Hi
If HMRC was a business, it’s Chairman, CEO and board of
directors would all have been sacked for incompetence long ago.
In a ministerial
statement yesterday, the financial secretary to the Treasury, Victoria Atkins, set out the following adjustments to the scope and timing of MTD ITSA:
- A two-year delay until April 2026 for mandatory MTD ITSA filing.
- Minimum income reporting level increased to £50,000, with those earning more than £30,000 mandated to join the scheme in 2027.
- The situation for landlords and sole traders earning less than £30,000 will be reviewed to see if MTD ITSA can be shaped to meet the needs of smaller businesses;
- Partnerships will not be brought into MTD for ITSA as previously planned in 2025.
While Atkins said the government remains committed to introducing MTD for ITSA to partnerships at a later date, the decision on when they might join the scheme will be taken at a later date, as for those on less than £30,000.
The minister wrote: “The government understands businesses and self-employed individuals are currently
facing a challenging economic environment, and that the transition to MTD for ITSA represents a significant change for taxpayers, their agents, and for HMRC.”
To maximise the benefits of MTD for small business, the government opted to allow more time to prepare, “so that all businesses, self-employed individuals, and landlords within scope of MTD for Income Tax, but particularly those with the smallest incomes, can adapt to the new ways of working.”
Don’t be taken in by the rhetoric. The
MTD initiative has been nothing less than a fiasco since it was first announced way back in 2015. Despite bringing in experienced tech managers to steer the project in the right direction, HMRC is nowhere near ready to launch in 2024, a date which has already been pushed back twice
before.
In the words of one software developer: “We’re
having the same conversations now we that had 2-3 years ago. I can’t think of a single important question that has been answered in the last two years. New APIs continue to be released, but none of the core issues have been addressed.”
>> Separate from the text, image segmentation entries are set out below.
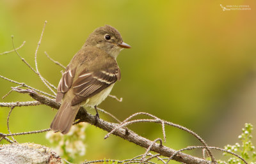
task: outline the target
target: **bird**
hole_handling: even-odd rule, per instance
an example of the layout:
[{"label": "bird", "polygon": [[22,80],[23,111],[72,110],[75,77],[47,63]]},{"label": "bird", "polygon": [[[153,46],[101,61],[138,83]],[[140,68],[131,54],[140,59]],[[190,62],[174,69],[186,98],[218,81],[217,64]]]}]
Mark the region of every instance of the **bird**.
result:
[{"label": "bird", "polygon": [[123,41],[120,33],[111,26],[97,28],[66,68],[57,88],[56,102],[61,103],[50,128],[67,134],[81,106],[97,106],[110,93],[121,78],[116,57],[131,47]]}]

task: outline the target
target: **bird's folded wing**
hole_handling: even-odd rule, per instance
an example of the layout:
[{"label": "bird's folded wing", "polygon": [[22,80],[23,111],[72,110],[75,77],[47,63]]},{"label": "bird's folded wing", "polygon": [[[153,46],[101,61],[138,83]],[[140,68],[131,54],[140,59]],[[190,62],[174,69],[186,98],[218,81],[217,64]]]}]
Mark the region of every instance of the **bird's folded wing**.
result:
[{"label": "bird's folded wing", "polygon": [[62,74],[62,77],[60,80],[57,89],[58,93],[56,99],[57,103],[61,101],[64,94],[71,87],[73,84],[74,77],[75,77],[76,70],[76,68],[72,70],[70,69],[68,65],[67,66],[65,72]]},{"label": "bird's folded wing", "polygon": [[93,72],[82,72],[72,85],[76,96],[71,105],[75,105],[95,95],[119,80],[120,77],[119,68]]}]

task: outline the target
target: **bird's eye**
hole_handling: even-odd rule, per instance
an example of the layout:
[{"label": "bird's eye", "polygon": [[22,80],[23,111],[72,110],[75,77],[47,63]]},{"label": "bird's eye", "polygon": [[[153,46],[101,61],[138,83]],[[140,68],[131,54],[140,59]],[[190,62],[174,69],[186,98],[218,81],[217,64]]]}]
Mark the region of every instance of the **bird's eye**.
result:
[{"label": "bird's eye", "polygon": [[108,35],[108,34],[105,35],[105,40],[109,40],[111,39],[111,37],[109,35]]}]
Writing in The Times last Wednesday, Sage CEO Steve Hare, commenting
on the widespread MTD delay rumours said: “We are now hearing that Making Tax Digital could once again be pushed back further. However, I am of the view that further delay would be a
serious mistake. In addition to the vast productive benefits for small businesses, the opportunities for the government are clear, too: more accurate live data on what is going on in the real economy as well as being better able to track the small minority who make inaccurate declarations and ultimately close their tax gap.”
How much longer must the public be expected to put up with incompetence on this scale from the government and HMRC?